Point-to-Mesh Distance (P2M)
1. Conceptual Definition: Point-to-Mesh distance measures the quality of a reconstructed point cloud by comparing it against a ground-truth mesh model. For each point in the point cloud, it calculates the shortest distance to the surface of the mesh. This metric is particularly useful when the ground truth is a continuous surface rather than another discrete point cloud. A lower P2M value indicates that the reconstructed point cloud is closer to the true underlying geometry.
2. Mathematical Formula: Given a point cloud $P = \{p_i\}_{i=1}^{N}$ and a ground-truth mesh $M$ : $ \mathrm{P2M}(P, M) = \frac{1}{N} \sum_{p \in P} \min_{q \in M} ||p - q||_2 $ (Note: The original paper does not specify if it's squared Euclidean distance or mean distance, but typically it's mean distance to the closest point on the mesh surface. Here assuming non-squared for clarity as is common, and an average over points.)
3. Symbol Explanation:
  - $P$ : The reconstructed point cloud.
  - $M$ : The ground-truth mesh.
  - $p$ : A point in the reconstructed point cloud $P$ .
  - $q$ : A point on the surface of the mesh $M$ .
  - $||\cdot||_2$ : The Euclidean distance between point $p$ and point $q$ .
  - $\min_{q \in M}$ : Finds the closest point $q$ on the mesh surface to point $p$ .
  - $N$ : The number of points in point cloud $P$ .

5.3. Baselines

5.3.1. Unpaired Image Restoration

Zero-shot SR methods:
- ZSSR [38]: Performs training during inference to adapt to the test image.
Paired SR methods (trained on synthetic data with predefined degradations):
- RCAN [9]: Trained with only bicubic degradations.
- IKC [20]: Blind SR with iterative kernel correction. Trained with combinations of Gaussian blur and noise.
- DAN [87]: Uses degradation-aware network for blind SR. Trained with combinations of Gaussian blur and noise.
- BSRNet [13]: Practical degradation model for deep blind image super-resolution.
- BSRGAN [13]: GAN-based version of BSRNet.
- Real-ESRNet [14]: Training real-world blind super-resolution with pure synthetic data using second-order degradations.
- Real-ESRGAN [14]: GAN-based version of Real-ESRNet.
Unpaired SR methods (trained directly on unpaired data or using GANs for pseudo-pairing):
- CinCGAN [45]: Unsupervised SR using cycle-in-cycle GANs.
- Lugmayr et al. [16]: Unsupervised learning for real-world SR.
- FSSR [91]: Flexible super-resolution (unpaired).
- DASR [18]: Unsupervised real-world image super-resolution via domain-distance aware learning.
- DeFlow [48]: Learning complex image degradations from unpaired data with conditional flows.

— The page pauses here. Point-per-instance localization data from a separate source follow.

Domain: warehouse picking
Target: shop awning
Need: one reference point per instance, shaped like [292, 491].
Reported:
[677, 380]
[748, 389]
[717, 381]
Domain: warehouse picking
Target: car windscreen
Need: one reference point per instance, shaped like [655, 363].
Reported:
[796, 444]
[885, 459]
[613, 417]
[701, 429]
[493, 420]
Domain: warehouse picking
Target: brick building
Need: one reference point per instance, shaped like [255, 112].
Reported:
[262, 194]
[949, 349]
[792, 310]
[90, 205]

5.3.2. Unpaired Point Cloud Restoration

Traditional Methods:
- Bilateral [99]: Bilateral filter for mesh denoising.
- GLR [100]: 3D point cloud denoising using graph Laplacian regularization.
Learning-based Methods (Supervised):
- PCNet [101]: PointCleanNet, learning to denoise and remove outliers from dense point clouds.
- DMR [102]: Differentiable manifold reconstruction for point cloud denoising.
- SBPCD [97]: Score-based point cloud denoising.
- RePCD-Net [98]: Feature-aware recurrent point cloud denoising network.
Learning-based Methods (Unsupervised/Unpaired):
- Total Denoising (TD) [54]: Unsupervised learning of 3D point cloud cleaning.
- DMR-un [102]: Unsupervised version of DMR.

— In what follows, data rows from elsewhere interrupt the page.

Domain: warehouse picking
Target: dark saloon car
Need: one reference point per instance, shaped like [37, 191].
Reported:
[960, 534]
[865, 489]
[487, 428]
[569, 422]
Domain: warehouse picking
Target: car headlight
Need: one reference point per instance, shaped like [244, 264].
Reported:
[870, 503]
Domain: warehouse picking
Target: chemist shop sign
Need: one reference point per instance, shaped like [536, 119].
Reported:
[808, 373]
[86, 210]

Note on Baselines for XYZ-RGB Point Clouds: For XYZ-RGB Point Clouds, previous methods like Total Denoising [54], PointCleanNet [101], and PointFilter [103] are not included for comparison because they primarily handle coordinate noises, not color noises, and are limited to denoising single objects rather than real 3D scenes. Therefore, only Gaussian filter and Bilateral filter [99] are used as traditional baselines.

6. Results & Analysis

6.1. Core Results Analysis

6.1.1. Model Analyses (UnIRnet for Synthetic Image SR)

The paper first conducted ablation studies and detailed analyses on synthetic data to investigate the effectiveness of its network designs. The evaluation used Set14 with 20 representative degradations combining Gaussian blur, noise, and JPEG compression. PSNR and SSIM were used as metrics.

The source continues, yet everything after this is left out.